Капитан испытующе посмотрел на него так, что тот первым отвел взгляд.
– А ты, Бесфамильный, и время засек, небось? А не зря у тебя на каждой руке по три пары часов…
– Я ниче, товарищ капитан… – жалко проблеял Бесфамильный. – Так это ж трофейные…
– Ну хватит… Ситуация не сахар… сами видите, – сурово произнес парторг и вдруг, улыбнувшись, добавил: – Ну, не считая, что у всех у вас рты шоколадом набиты…
Замечание капитана тут же вызвало оживление. В роте парторга уважали за справедливость, и острое слово, и за то, что он частенько вступался за штрафников перед ротным.
– Аникин!
– Я, товарищ капитан…
– Примешь команду взводом. Приказ майора Углищева. Видно уж, суждено вашему взводу в «самых штрафных» числиться… Ясен приказ, командир?
– Так точно…
– Ну вот… – Сбавив суровость, капитан развернулся и уже на ходу обратился к порядком растерявшемуся Андрею: – А теперь, товарищ Аникин, входи, как говорится, в командование взводом. Кумекай, как дальше быть… Через полчаса – совещание у ротного. Часы-то есть? Ну, ничего, у Бесфамильного спросишь, который час.
Под дружный смех, вызванный последними словами капитана, тот направился прочь по траншее, но вдруг остановился и повернулся к сидящим.
– И это… Дайте хоть закусить, этого… Шоколаду.
VПеретянутая портупеей спина капитана исчезла за поворотом траншей, но повисшая над окопом тишина продолжала густеть. Сослуживцы молчали. Никто не торопился поздравлять Андрея с повышением. Первым очнулся Саранка:
– Я же говорил, товарищ командир… что вы… товарищ командир…
Запутавшись в собственных речах, он беспомощно оглянулся на сидевших вокруг. Все продолжали упорно держать паузу.
Аникин, отпив из котелка, откинулся на спину. Коньячные пары приятно клубились в голове, как эти сиреневые сполохи сумерек над головой, сквозь которые прорезались первые звезды, такие низкие и лучистые здесь, в небе подо Ржевом.
В груди новоиспеченного командира взвода «Шу-Ры» подымалась томительная волна. Справится ли он? Радоваться этому назначению или наоборот?.. Вот и товарищи молчат. Он прекрасно знал, что средний срок жизни командира на передовой – не больше недели. Сам Колобов об этом говорил, с усмешкой обреченного добавляя: «Так что я тут – рекордсмен». И в то же время неистребимая в человеке надежда, глубоко засевшая в самой глубине души, спорила с этим отчаянием обреченности. Русский «авось» – единственная опора духа для каждого, кто, просыпаясь рано утром и добираясь живым до вечерней кромки дня, обозначенной долгожданной командой «отбой!», наблюдал неизменный «натюрморт», в буквальном смысле слова, – «мертвую натуру», воплощение смерти – картину переднего края фронта.

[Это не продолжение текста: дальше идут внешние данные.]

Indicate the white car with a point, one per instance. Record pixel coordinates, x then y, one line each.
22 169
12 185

«Бог не выдаст, свинья не съест», – как заговор, повторил про себя Андрей любимую отцовскую поговорку. Сколько уже раз выносила его нелегкая из таких ситуаций, когда, казалось уже, все – хана. «Глядишь, и теперь не подкачаем», – словно бы убеждая себя самого, рассуждал Андрей. Он закрыл глаза, и вдруг волной неподдельных эмоций, остро пахнущих потом, смертью, ржаным колосом и всеми другими запахами тех дней, перед ним мелькнули, как вспышки реальнейшего кинематографа, картины, которые он пережил от первой до последней секунды – побег из колонны пленных, там, под Харьковом, в адском котле мая 42-го.

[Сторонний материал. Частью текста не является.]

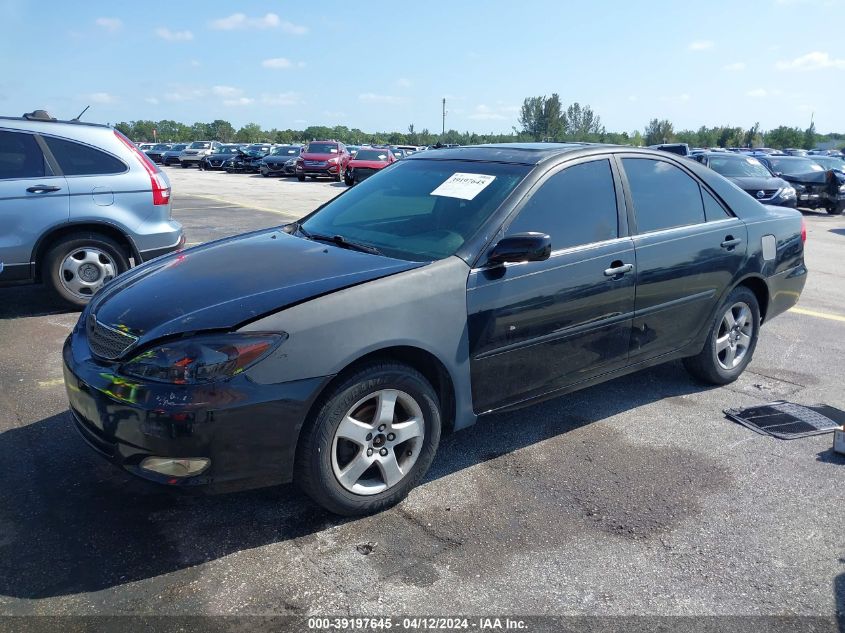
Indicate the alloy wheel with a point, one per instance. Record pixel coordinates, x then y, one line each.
85 270
377 442
734 336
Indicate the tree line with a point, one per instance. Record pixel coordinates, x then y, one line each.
540 118
545 119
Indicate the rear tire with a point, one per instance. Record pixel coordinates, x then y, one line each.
731 340
78 265
385 402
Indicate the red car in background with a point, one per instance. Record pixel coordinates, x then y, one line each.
322 158
367 161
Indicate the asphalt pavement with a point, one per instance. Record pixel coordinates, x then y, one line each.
633 497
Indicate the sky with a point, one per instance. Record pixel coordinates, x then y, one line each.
381 66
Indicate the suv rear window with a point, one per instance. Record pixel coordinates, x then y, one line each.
76 159
21 157
321 148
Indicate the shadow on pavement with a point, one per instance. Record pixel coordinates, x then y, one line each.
28 301
70 522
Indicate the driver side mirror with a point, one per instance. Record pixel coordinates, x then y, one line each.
521 247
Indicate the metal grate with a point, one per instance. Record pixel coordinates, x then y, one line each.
107 342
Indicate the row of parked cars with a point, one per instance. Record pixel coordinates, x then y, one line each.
320 158
812 179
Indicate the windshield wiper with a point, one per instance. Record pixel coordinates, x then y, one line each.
338 240
344 243
297 227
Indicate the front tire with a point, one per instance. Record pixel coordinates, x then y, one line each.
371 441
80 264
731 340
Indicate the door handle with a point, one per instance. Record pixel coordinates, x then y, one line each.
618 269
42 189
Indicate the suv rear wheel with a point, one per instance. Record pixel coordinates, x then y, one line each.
80 264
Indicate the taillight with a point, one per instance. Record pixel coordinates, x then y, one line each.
161 191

VIВоспоминания нахлынули на него разом, с запахами и ощущениями, захлестнув все его существо. И Аникину вдруг показалось, что лежит он не в расположении своего взвода, на глинистой кромке переднего края обороны, километрах в двенадцати от деревни Владимирское, в редкостную минуту затишья после бесконечного, многодневного боя за высоту 200. Он лежит на животе, зажмурив глаза и вжавшись в примятую траву, и слышит, как совсем рядом – кажется, возле самого уха – тянется людская река изможденных, отрешенно испуганных пленных, бывших солдат Красной армии, подгоняемая рыкающими, словно щелчки бичей, криками конвоиров.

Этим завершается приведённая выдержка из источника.